Data profiling, the first step in quality processes

Share on facebook
Share on twitter
Share on linkedin
Share on telegram
Share on whatsapp



Data quality projects need to establish an action framework that follows a strategy oriented towards a series of objectives that we will only achieve after developing a specific action plan. In this context, the data profile It is part of a fundamental procedure that is carried out prior to the design of the quality rules, known as Data discovery, that, Besides, it also includes the identification of inefficiencies and layoffs.

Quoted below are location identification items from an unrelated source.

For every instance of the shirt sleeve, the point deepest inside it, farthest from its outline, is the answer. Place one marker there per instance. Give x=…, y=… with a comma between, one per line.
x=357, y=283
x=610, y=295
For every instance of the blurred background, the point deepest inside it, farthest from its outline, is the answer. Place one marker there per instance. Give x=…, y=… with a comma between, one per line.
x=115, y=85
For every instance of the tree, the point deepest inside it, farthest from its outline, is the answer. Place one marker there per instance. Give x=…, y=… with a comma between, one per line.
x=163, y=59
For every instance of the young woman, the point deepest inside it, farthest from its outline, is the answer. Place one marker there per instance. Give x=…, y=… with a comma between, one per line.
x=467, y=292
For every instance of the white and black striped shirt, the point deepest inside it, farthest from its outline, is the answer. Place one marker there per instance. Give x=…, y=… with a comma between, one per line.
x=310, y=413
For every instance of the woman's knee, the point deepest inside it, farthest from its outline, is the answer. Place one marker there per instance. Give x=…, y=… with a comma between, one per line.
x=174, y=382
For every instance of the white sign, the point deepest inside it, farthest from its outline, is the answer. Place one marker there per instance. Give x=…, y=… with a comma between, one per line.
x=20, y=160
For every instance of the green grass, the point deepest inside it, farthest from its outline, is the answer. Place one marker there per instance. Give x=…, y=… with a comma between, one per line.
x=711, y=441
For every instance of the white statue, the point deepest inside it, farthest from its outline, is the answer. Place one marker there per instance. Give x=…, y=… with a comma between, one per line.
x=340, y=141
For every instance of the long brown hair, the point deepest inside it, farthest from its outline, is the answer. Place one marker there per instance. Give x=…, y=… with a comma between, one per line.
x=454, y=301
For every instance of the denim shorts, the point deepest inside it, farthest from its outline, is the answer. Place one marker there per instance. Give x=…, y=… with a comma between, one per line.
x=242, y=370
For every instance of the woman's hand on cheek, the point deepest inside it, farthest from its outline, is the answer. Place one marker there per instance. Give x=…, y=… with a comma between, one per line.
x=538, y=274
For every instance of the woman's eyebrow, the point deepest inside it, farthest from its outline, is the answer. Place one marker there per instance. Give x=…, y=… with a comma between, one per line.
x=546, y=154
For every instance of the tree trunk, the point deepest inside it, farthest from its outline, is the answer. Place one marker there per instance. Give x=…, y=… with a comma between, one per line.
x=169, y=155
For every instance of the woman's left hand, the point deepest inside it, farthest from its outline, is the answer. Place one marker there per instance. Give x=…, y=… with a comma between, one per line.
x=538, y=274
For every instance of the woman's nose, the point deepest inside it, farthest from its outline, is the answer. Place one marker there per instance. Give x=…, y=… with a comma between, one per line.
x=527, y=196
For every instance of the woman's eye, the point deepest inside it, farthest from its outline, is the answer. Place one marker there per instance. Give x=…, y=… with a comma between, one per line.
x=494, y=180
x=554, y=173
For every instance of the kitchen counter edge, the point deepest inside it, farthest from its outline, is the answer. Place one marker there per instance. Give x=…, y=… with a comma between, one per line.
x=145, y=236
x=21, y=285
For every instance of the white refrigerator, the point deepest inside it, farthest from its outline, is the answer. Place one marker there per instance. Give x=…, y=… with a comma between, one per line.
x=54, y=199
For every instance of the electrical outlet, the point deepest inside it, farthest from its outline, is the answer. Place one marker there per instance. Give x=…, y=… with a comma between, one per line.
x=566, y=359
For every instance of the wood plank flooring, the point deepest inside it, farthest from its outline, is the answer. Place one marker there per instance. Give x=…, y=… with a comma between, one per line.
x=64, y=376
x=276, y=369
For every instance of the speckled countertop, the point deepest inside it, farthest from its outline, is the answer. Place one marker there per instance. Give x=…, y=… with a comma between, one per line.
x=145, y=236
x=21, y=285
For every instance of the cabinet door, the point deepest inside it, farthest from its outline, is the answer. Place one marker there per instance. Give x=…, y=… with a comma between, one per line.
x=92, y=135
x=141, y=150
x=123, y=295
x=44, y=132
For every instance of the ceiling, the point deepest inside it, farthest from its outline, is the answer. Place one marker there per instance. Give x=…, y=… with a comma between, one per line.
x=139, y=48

With the Data Discovery app, a complex procedure of key relevance to explore models and / or undocumented data sources, we were able to identify and measure them. Specifically, profiling carries out a data quality audit to find the root of errors like a first step to find a solution to company data quality problems caused by a myriad of reasons, as migrations, data entry, data growth, diversity of sources or, between a long etcetera, loading errors.

Profiling, key in data quality life cycle control

The quality processes implemented, However, they are continuous, since they focus on the life cycle control data quality. In general, control is done through profiling, making a structure and content profiling, as well as subsequent cleaning, through actions that follow a logical order, from discovery and analysis to definition, developing, review and follow-up.

Subsequently, indeed, a data cleaning from the information that the profile reveals to us. It will be then when the rules are defined and the objectives are established according to the needs of the company., because beyond a minimum, data quality is a flexible concept that has to be adapted to the organization's requirements, looking for a balance. between costs and functionality.

Although it is best that the procedure is performed globally, non-departmental, it is common to implement processes progressively. Therefore, if governance and data quality solutions lack global approach, at least they should be scalable, what it means to carry out the procedure as maintenance and extension, in which case the profiling must go identifying, classifying and quantifying quality problems in all sources.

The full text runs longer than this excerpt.